Eric Robinson eric.robinson at psmnv.com
Thu Jun 3 21:41:05 CEST 2021


I guess I need to reiterate that I’ve been using DRBD in production clusters since 2006 and have been extremely satisfied happy with it. The purpose of my question is not to cast doubt or blame on DRBD for doing its job well. It's a good thing that DRBD faithfully replicates whatever is passed to it. However, since that is true, it does tend to enable the problem of filesystem corruption taking down a whole cluster. I'm just asking people for any suggestions they may have for alleviating that problem. If it’s not fixable, then it’s not fixable.



Part of the reason I’m asking is because we’re about to build a whole new data center, and after 15 years of using DRBD we are beginning to look at other HA options, mainly because of the filesystem as a weak point. I should mention that it has *never* happened before, but the thought of it is scary.



-Eric




From: drbd-user-bounces at lists.linbit.com <drbd-user-bounces at lists.linbit.com> On Behalf Of Yanni M.
Sent: Thursday, June 3, 2021 2:21 PM
Cc: drbd-user at lists.linbit.com
Subject: Re: [DRBD-user] The Problem of File System Corruption w/DRBD

As others already mentioned the job of DRBD is to faithfully and accurately replicate the data from the layers above it. So if there's a corruption on the filesystem above the DRBD layer then it will happily do it for you, same way as RAID1  would do it on a pair of hdds. If you want to reduce the recovery time from such situation then you could leverage from the snapshots capability on the layers below DRBD (if ThinLVM or ZFS are used), to rollback at a previous checkpoint or implement HA at the layers above DRBD if the application you are using supports it, it really depends on the use case. That being said a filesystem corruption shouldn't be a common thing and if it occurs you should investigate why it happened in the first place.

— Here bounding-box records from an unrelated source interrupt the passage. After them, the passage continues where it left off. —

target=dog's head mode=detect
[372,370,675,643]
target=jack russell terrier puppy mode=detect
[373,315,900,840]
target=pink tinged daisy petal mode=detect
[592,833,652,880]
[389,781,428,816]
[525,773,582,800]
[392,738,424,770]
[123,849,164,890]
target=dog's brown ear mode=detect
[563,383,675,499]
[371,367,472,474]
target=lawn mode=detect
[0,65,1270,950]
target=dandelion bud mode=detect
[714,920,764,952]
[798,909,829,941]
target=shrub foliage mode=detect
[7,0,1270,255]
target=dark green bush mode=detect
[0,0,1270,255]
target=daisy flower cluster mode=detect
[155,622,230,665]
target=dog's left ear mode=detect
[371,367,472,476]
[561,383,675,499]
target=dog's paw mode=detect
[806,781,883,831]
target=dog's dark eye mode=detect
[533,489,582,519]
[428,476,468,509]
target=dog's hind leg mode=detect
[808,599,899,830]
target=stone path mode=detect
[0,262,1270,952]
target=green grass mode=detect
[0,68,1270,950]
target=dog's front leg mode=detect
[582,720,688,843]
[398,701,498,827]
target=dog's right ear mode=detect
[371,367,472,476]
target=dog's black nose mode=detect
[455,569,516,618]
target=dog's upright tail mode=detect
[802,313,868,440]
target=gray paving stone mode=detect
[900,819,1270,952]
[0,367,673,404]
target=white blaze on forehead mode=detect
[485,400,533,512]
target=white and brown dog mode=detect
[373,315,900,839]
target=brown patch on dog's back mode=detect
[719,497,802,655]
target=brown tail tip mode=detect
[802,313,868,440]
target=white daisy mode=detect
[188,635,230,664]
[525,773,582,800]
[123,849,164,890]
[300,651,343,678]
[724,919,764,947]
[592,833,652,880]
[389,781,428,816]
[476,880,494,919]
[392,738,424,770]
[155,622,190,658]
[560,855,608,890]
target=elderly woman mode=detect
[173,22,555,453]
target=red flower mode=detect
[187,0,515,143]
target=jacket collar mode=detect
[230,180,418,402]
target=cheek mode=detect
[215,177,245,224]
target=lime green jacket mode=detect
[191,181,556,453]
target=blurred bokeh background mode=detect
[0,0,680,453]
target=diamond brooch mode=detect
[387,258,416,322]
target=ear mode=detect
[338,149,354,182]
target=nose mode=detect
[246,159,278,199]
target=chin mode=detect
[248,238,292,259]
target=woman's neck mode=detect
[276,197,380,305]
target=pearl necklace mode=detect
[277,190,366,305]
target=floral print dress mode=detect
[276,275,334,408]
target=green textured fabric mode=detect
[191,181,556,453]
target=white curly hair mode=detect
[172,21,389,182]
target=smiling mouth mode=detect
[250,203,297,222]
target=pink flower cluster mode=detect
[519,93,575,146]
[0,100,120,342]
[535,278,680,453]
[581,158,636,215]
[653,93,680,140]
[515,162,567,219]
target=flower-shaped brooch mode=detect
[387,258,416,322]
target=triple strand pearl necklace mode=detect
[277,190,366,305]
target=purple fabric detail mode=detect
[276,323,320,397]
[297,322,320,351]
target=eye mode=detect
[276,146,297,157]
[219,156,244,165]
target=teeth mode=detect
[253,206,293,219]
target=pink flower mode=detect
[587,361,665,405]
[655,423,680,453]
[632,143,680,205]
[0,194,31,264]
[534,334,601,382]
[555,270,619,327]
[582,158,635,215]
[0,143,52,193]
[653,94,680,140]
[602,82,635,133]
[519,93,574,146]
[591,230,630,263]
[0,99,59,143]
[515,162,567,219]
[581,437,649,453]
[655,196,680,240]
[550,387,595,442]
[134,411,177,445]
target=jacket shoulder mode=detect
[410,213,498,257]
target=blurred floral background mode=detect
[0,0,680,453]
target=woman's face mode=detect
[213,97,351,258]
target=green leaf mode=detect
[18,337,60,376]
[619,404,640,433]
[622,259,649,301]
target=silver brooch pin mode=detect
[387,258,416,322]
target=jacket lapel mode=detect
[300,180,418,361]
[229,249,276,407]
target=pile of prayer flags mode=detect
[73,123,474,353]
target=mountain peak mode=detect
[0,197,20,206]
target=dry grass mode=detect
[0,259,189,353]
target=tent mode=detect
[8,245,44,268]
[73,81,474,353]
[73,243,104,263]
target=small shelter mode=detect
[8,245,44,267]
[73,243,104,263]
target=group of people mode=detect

On Wed, 2 Jun 2021 at 22:50, Eric Robinson <eric.robinson at psmnv.com<mailto:eric.robinson at psmnv.com>> wrote:
Since DRBD lives below the filesystem, if the filesystem gets corrupted, then DRBD faithfully replicates the corruption to the other node. Thus the filesystem is the SPOF in an otherwise shared-nothing architecture. What is the recommended way (if there is one) to avoid the filesystem SPOF problem when clusters are based on DRBD?